Chicken Machboos: Traditional Gulf Spiced Rice

The quintessential Gulf rice dish — tender chicken slow-cooked with aromatic loomi, baharat, and fragrant basmati rice.
Chicken Machboos
Ingredients
For the Chicken
- 1 whole whole chicken, cut into pieces (about 1.5 kg)
- 2 tbsp baharat spice blend
- 1 tsp turmeric powder
- 3 whole dried black limes (loomi) (pierced)
- 2 whole large onion, finely diced
- 4 cloves garlic cloves, minced
- 3 medium tomatoes, diced
- 3 tbsp vegetable oil
- 1 1/2 tsp salt
For the Rice
- 3 cups basmati rice, washed and soaked
- chicken cooking broth (reserved from cooking the chicken)
- 1/4 tsp saffron threads (soaked in 2 tbsp warm water)
- 1 tbsp rosewater (optional)
For Garnish
- 1 large onion, thinly sliced and fried crispy
- 1/4 cup toasted pine nuts or almonds
- 2 tbsp golden raisins
- fresh coriander (for garnish)
Instructions
- 1
Season chicken pieces generously with baharat, turmeric, and salt. Set aside for 15 minutes.
- 2
Heat oil in a large heavy-bottomed pot. Brown the chicken on all sides, then remove and set aside.
- 3
In the same pot, cook onions until golden. Add garlic and cook for 1 minute. Add tomatoes and pierced loomi, cooking until tomatoes break down.
- 4
Return chicken to the pot. Add enough water to cover (about 4 cups). Bring to a boil, reduce heat, and simmer covered for 25 minutes until chicken is cooked through.
- 5
Remove chicken and strain the broth.
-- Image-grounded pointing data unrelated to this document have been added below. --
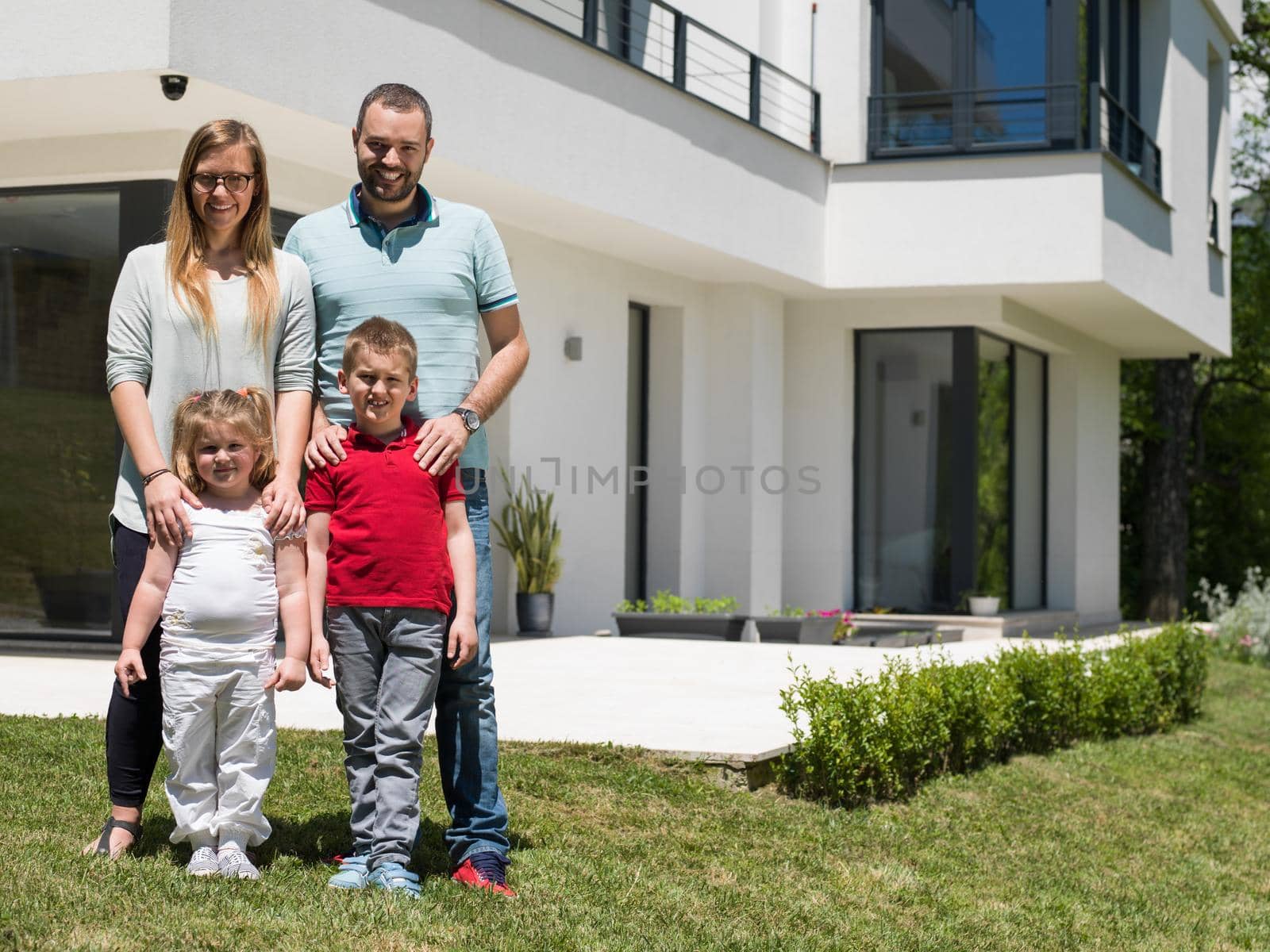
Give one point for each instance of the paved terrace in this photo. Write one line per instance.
(710, 700)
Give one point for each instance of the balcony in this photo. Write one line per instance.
(1016, 118)
(664, 42)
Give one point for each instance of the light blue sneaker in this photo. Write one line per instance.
(394, 877)
(352, 873)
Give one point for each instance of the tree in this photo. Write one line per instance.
(1197, 455)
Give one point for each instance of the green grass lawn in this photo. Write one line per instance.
(1151, 843)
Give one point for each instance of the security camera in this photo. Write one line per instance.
(173, 86)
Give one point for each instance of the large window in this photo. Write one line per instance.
(60, 257)
(975, 75)
(59, 262)
(950, 470)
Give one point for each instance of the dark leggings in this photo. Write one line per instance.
(133, 725)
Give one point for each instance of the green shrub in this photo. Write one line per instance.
(880, 738)
(1241, 626)
(666, 602)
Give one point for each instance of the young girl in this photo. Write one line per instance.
(217, 596)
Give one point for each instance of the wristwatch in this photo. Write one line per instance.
(470, 419)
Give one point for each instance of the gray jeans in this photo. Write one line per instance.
(387, 664)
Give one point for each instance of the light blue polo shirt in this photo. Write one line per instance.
(435, 273)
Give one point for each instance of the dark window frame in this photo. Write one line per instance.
(144, 206)
(964, 517)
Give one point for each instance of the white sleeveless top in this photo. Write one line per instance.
(222, 603)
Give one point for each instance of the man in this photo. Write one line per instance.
(394, 251)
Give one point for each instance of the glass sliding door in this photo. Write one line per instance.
(905, 480)
(950, 470)
(1028, 508)
(59, 262)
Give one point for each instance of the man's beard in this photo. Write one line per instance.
(406, 184)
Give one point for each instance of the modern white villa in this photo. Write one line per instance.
(827, 301)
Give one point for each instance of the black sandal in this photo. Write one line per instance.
(103, 844)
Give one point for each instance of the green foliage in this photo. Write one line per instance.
(992, 471)
(880, 738)
(1230, 446)
(787, 612)
(714, 606)
(531, 536)
(666, 602)
(1241, 628)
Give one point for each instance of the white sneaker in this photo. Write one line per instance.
(203, 862)
(234, 865)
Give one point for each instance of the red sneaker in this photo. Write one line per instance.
(488, 876)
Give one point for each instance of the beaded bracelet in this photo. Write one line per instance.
(152, 476)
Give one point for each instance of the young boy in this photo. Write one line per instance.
(387, 543)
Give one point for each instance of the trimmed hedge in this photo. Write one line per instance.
(879, 739)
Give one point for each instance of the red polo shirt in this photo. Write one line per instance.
(387, 524)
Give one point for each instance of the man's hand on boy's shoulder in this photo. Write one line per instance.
(325, 447)
(441, 442)
(463, 641)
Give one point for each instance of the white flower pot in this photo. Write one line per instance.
(984, 605)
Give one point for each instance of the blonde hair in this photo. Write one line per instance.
(186, 241)
(383, 336)
(247, 410)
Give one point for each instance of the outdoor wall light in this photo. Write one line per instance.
(173, 86)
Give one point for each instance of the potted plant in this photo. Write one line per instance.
(531, 536)
(982, 605)
(73, 590)
(791, 624)
(670, 615)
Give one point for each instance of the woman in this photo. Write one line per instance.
(215, 306)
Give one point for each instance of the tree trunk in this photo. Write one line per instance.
(1165, 524)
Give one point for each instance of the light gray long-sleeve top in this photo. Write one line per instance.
(152, 340)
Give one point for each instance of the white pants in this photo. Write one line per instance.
(221, 742)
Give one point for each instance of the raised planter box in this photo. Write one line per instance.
(727, 628)
(810, 630)
(895, 638)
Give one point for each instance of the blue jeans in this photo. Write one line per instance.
(467, 725)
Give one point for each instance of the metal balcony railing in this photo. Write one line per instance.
(1124, 137)
(662, 41)
(1016, 118)
(975, 120)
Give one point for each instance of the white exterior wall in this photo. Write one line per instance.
(757, 259)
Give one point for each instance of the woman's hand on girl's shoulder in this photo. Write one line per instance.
(167, 520)
(285, 507)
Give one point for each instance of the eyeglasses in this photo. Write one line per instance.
(235, 182)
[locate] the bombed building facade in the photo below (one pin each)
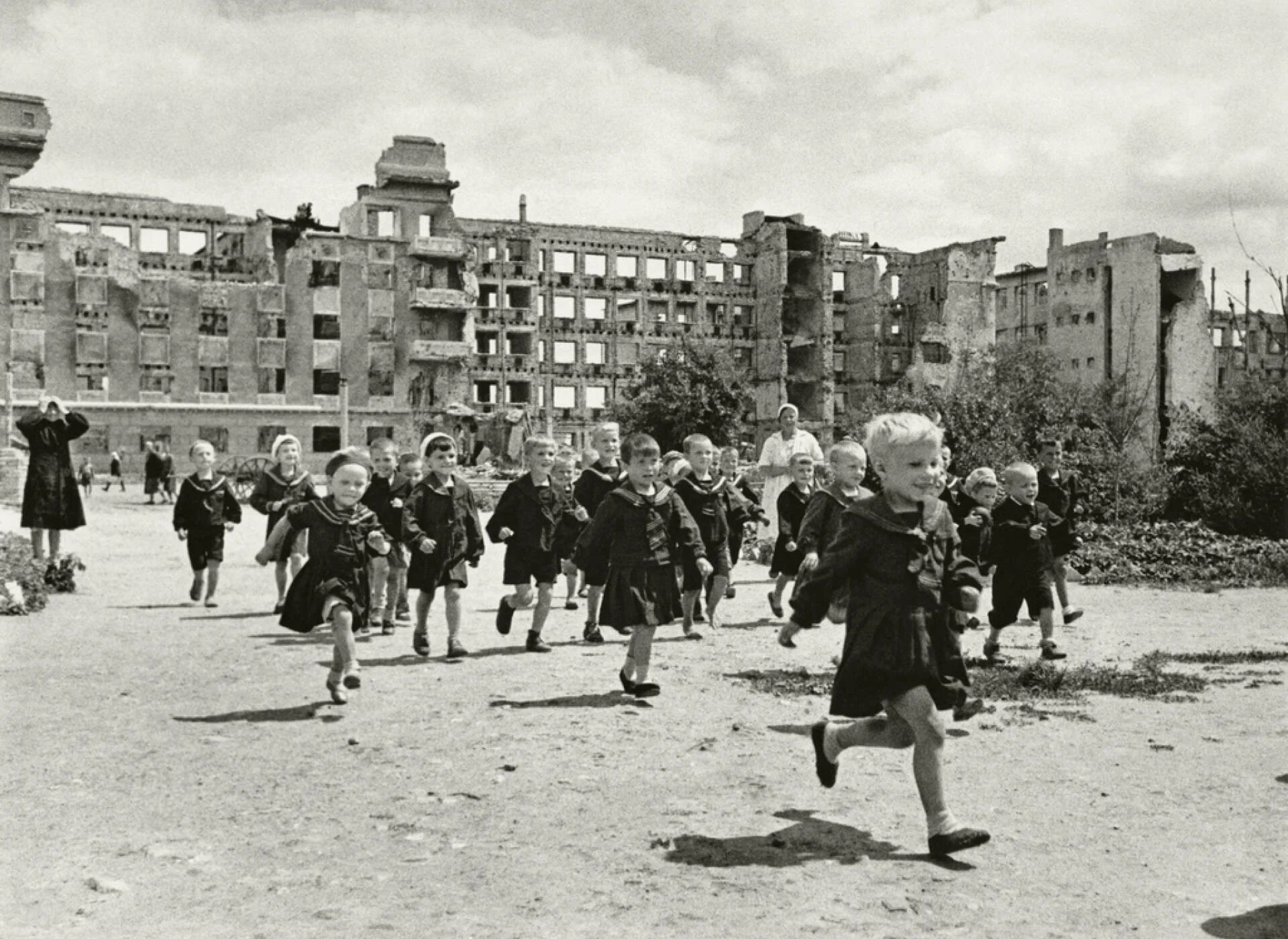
(174, 321)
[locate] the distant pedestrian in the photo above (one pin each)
(50, 502)
(85, 476)
(113, 473)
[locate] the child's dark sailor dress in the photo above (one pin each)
(337, 569)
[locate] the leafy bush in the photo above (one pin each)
(1232, 470)
(1177, 554)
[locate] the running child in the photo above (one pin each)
(641, 533)
(85, 476)
(739, 518)
(570, 529)
(791, 512)
(973, 512)
(708, 496)
(526, 519)
(411, 467)
(386, 496)
(900, 553)
(281, 486)
(822, 520)
(441, 523)
(1026, 565)
(333, 586)
(596, 482)
(205, 509)
(1062, 491)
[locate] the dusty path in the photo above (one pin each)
(184, 761)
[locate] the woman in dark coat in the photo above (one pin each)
(50, 502)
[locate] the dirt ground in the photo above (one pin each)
(172, 771)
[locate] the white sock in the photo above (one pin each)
(942, 824)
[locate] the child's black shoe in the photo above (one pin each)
(824, 768)
(420, 643)
(504, 617)
(943, 845)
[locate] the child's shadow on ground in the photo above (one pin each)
(271, 715)
(1256, 924)
(808, 839)
(606, 700)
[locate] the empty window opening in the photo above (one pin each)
(326, 382)
(323, 274)
(566, 396)
(325, 326)
(193, 243)
(117, 233)
(155, 240)
(326, 439)
(272, 382)
(518, 298)
(213, 379)
(380, 223)
(214, 323)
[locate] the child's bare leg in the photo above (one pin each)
(211, 582)
(341, 630)
(543, 610)
(452, 611)
(715, 593)
(280, 576)
(642, 643)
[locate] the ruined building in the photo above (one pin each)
(1131, 308)
(176, 321)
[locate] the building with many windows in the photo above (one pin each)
(174, 321)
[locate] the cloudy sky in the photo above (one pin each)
(921, 121)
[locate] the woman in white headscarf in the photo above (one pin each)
(775, 455)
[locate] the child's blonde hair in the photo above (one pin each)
(694, 441)
(984, 476)
(848, 449)
(603, 429)
(1018, 470)
(889, 431)
(531, 445)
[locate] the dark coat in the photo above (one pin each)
(904, 572)
(1063, 498)
(205, 504)
(50, 498)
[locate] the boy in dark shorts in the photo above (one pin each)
(526, 519)
(1024, 563)
(205, 509)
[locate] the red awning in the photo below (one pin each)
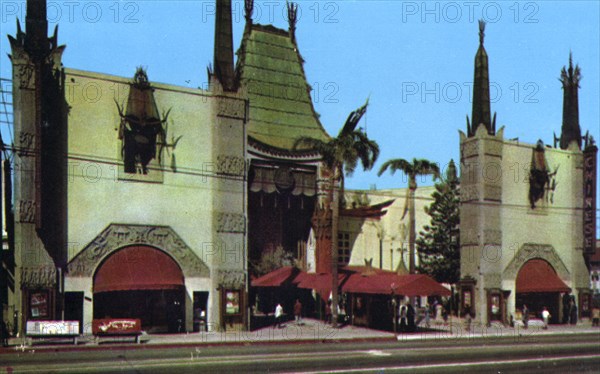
(388, 282)
(277, 278)
(138, 268)
(538, 276)
(321, 282)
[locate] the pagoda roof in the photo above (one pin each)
(270, 70)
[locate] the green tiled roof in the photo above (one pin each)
(270, 70)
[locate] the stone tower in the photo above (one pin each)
(40, 154)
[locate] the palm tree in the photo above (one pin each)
(417, 167)
(341, 155)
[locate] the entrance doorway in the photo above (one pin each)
(143, 283)
(160, 311)
(74, 308)
(539, 286)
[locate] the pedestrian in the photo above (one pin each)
(3, 333)
(525, 316)
(468, 317)
(410, 317)
(595, 316)
(574, 313)
(278, 315)
(546, 317)
(298, 311)
(438, 313)
(566, 308)
(403, 320)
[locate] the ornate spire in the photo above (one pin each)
(223, 55)
(36, 28)
(248, 10)
(481, 89)
(292, 18)
(571, 132)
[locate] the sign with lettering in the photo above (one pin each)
(589, 199)
(116, 326)
(52, 328)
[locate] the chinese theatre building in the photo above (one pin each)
(130, 204)
(153, 201)
(282, 180)
(527, 212)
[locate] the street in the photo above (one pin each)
(550, 353)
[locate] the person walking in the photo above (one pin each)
(403, 318)
(468, 317)
(545, 317)
(595, 316)
(298, 311)
(278, 315)
(410, 317)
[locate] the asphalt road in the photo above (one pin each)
(574, 353)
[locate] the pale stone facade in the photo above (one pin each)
(385, 239)
(193, 210)
(190, 204)
(500, 231)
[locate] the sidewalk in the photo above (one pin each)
(311, 330)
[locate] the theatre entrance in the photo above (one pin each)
(141, 282)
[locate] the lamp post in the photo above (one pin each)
(395, 306)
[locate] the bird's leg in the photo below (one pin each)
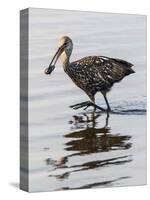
(108, 107)
(86, 104)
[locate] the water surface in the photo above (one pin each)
(73, 149)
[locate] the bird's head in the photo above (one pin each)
(64, 50)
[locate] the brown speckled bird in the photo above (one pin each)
(92, 74)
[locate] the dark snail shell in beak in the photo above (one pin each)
(49, 69)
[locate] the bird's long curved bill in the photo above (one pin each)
(53, 61)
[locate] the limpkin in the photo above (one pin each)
(92, 74)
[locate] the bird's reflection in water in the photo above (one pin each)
(87, 138)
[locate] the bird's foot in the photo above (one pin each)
(85, 105)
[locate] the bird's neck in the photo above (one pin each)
(65, 59)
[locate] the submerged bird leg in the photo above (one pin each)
(108, 107)
(87, 104)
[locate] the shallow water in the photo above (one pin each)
(72, 149)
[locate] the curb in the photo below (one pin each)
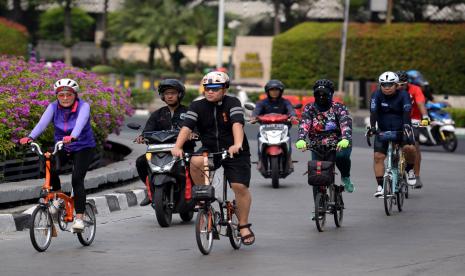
(104, 205)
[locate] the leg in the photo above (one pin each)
(142, 170)
(343, 163)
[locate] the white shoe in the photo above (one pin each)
(379, 191)
(78, 225)
(411, 178)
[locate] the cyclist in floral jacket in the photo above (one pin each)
(328, 123)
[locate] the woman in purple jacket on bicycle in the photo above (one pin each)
(71, 119)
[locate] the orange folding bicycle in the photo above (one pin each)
(42, 227)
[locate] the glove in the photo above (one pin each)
(409, 135)
(25, 140)
(371, 131)
(68, 139)
(344, 143)
(425, 121)
(301, 144)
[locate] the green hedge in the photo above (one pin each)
(311, 51)
(458, 114)
(13, 38)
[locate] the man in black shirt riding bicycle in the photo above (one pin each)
(219, 120)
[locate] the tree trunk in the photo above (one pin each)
(152, 48)
(104, 44)
(277, 24)
(68, 43)
(197, 58)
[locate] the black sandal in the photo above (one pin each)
(246, 237)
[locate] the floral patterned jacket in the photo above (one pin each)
(328, 127)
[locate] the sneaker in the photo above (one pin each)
(145, 201)
(419, 184)
(348, 185)
(379, 191)
(411, 179)
(78, 225)
(55, 206)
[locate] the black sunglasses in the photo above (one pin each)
(387, 84)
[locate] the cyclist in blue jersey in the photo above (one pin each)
(390, 111)
(70, 116)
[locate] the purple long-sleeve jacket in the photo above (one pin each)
(73, 121)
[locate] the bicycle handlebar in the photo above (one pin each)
(36, 147)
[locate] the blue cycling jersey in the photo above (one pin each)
(390, 112)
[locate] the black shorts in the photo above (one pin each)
(236, 169)
(381, 147)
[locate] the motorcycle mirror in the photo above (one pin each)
(134, 126)
(249, 106)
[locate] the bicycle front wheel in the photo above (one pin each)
(41, 228)
(86, 237)
(320, 211)
(204, 230)
(233, 230)
(388, 195)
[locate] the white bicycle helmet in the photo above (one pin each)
(69, 83)
(388, 77)
(216, 78)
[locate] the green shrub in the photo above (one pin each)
(141, 98)
(13, 38)
(311, 51)
(52, 21)
(103, 69)
(458, 114)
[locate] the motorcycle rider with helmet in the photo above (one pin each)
(168, 117)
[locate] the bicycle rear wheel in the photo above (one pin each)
(388, 195)
(338, 208)
(233, 231)
(320, 211)
(86, 237)
(41, 228)
(204, 230)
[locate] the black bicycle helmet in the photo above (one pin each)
(403, 77)
(171, 83)
(324, 84)
(274, 84)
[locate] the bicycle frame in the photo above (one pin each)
(46, 195)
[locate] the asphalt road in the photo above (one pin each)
(427, 238)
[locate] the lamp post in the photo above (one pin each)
(344, 45)
(219, 61)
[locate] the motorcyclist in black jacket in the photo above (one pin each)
(168, 117)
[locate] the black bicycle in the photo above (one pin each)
(327, 195)
(212, 223)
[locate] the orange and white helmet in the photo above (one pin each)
(216, 79)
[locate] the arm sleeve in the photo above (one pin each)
(407, 108)
(373, 110)
(258, 109)
(81, 121)
(192, 116)
(290, 108)
(150, 125)
(305, 123)
(236, 113)
(345, 122)
(46, 118)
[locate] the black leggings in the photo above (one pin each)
(81, 161)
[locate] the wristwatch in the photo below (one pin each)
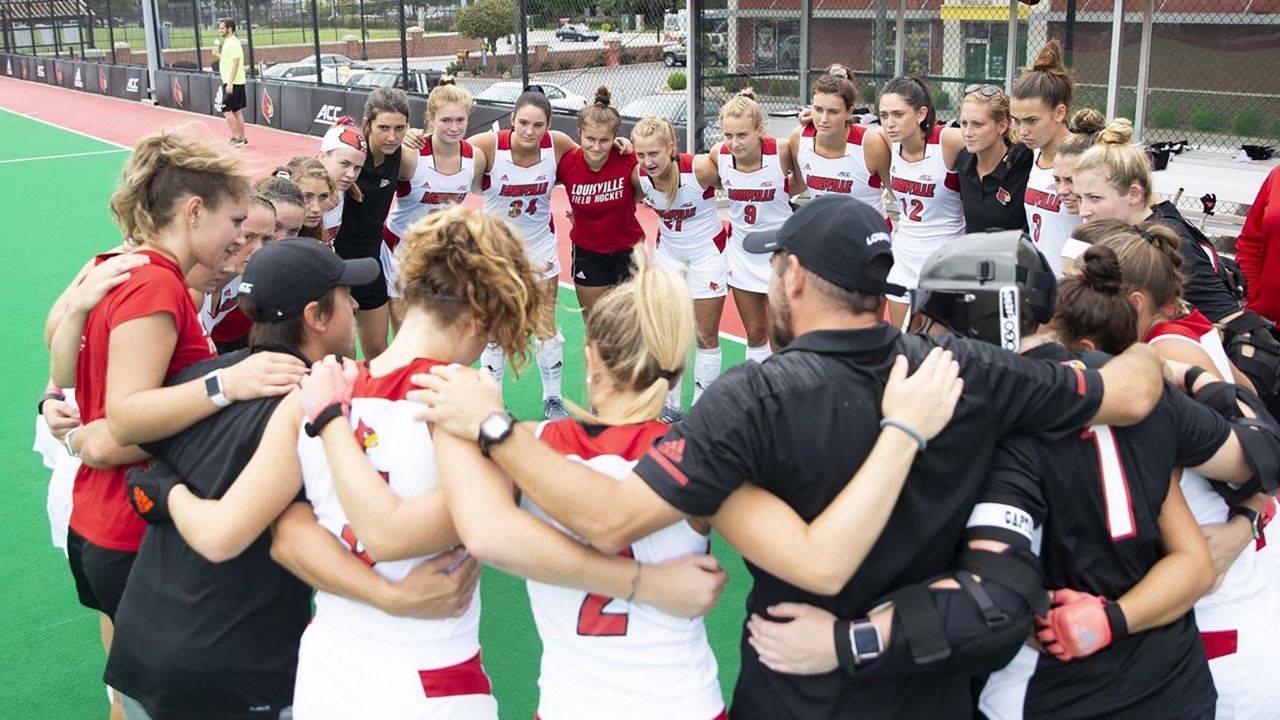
(214, 388)
(496, 428)
(1252, 516)
(865, 641)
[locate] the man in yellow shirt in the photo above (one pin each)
(231, 64)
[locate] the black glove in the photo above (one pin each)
(149, 491)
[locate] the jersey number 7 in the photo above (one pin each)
(1115, 484)
(594, 621)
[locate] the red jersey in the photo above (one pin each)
(603, 203)
(100, 510)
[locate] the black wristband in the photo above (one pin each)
(1118, 621)
(323, 419)
(1189, 378)
(50, 395)
(845, 646)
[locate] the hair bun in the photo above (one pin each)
(1087, 121)
(1050, 59)
(1118, 132)
(1101, 270)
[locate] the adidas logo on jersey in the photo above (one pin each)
(672, 449)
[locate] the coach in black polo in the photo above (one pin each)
(197, 639)
(799, 425)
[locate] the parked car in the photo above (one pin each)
(576, 33)
(336, 60)
(675, 108)
(306, 72)
(675, 55)
(507, 92)
(419, 81)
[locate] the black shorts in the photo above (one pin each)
(99, 573)
(233, 100)
(600, 269)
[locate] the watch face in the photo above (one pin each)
(494, 425)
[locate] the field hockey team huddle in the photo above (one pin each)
(218, 455)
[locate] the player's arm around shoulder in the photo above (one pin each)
(220, 529)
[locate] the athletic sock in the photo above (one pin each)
(759, 354)
(493, 360)
(673, 396)
(707, 363)
(551, 364)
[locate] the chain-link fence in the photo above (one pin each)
(1212, 78)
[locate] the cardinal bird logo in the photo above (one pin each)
(352, 137)
(366, 436)
(266, 106)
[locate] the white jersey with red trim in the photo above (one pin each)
(928, 195)
(691, 220)
(846, 174)
(1234, 619)
(429, 191)
(757, 201)
(332, 220)
(522, 196)
(215, 309)
(1047, 219)
(400, 449)
(606, 657)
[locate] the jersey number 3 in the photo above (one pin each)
(1115, 484)
(593, 620)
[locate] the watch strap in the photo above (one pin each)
(844, 637)
(485, 441)
(1251, 515)
(214, 388)
(50, 395)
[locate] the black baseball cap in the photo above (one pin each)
(286, 274)
(837, 238)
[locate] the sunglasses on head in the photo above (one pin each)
(986, 90)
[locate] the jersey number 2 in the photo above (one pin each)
(1115, 484)
(593, 621)
(517, 208)
(917, 208)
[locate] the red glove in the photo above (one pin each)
(1079, 625)
(327, 392)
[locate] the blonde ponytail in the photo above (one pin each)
(643, 331)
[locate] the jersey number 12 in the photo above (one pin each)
(594, 621)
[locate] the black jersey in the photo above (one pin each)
(1203, 285)
(361, 231)
(800, 425)
(197, 639)
(1093, 500)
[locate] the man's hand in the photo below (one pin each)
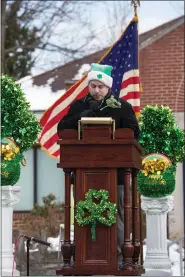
(87, 113)
(94, 105)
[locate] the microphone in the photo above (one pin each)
(37, 240)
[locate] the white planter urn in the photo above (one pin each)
(10, 195)
(156, 261)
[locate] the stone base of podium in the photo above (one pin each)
(96, 271)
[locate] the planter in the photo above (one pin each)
(156, 210)
(152, 187)
(9, 197)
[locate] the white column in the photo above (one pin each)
(10, 195)
(156, 210)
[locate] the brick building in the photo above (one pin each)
(161, 63)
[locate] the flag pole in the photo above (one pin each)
(135, 3)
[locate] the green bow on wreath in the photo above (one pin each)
(88, 212)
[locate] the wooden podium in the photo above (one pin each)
(93, 160)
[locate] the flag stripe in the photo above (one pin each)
(131, 80)
(129, 88)
(132, 95)
(48, 112)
Measure 5 cups of broth for the rice.
- 6
In the same pot, add drained rice and the measured broth. Add saffron water and rosewater. Bring to a boil, then reduce to lowest heat, cover tightly, and cook for 18-20 minutes.
- 7
Place chicken pieces on top of the rice for the last 5 minutes of cooking to warm through.
- 8
Serve on a large platter, rice first with chicken arranged on top, garnished with fried onions, nuts, raisins, and fresh coriander.
Tips
- Piercing the loomi allows the flavor to infuse the broth — squeeze them gently before adding.
- For the crispiest fried onions, slice very thin and fry slowly over medium heat.
- The bottom layer of rice will develop a golden crust (hkaka) — this is prized and should be served.
Storage
Refrigerate leftovers for up to 3 days. The rice and chicken store well together.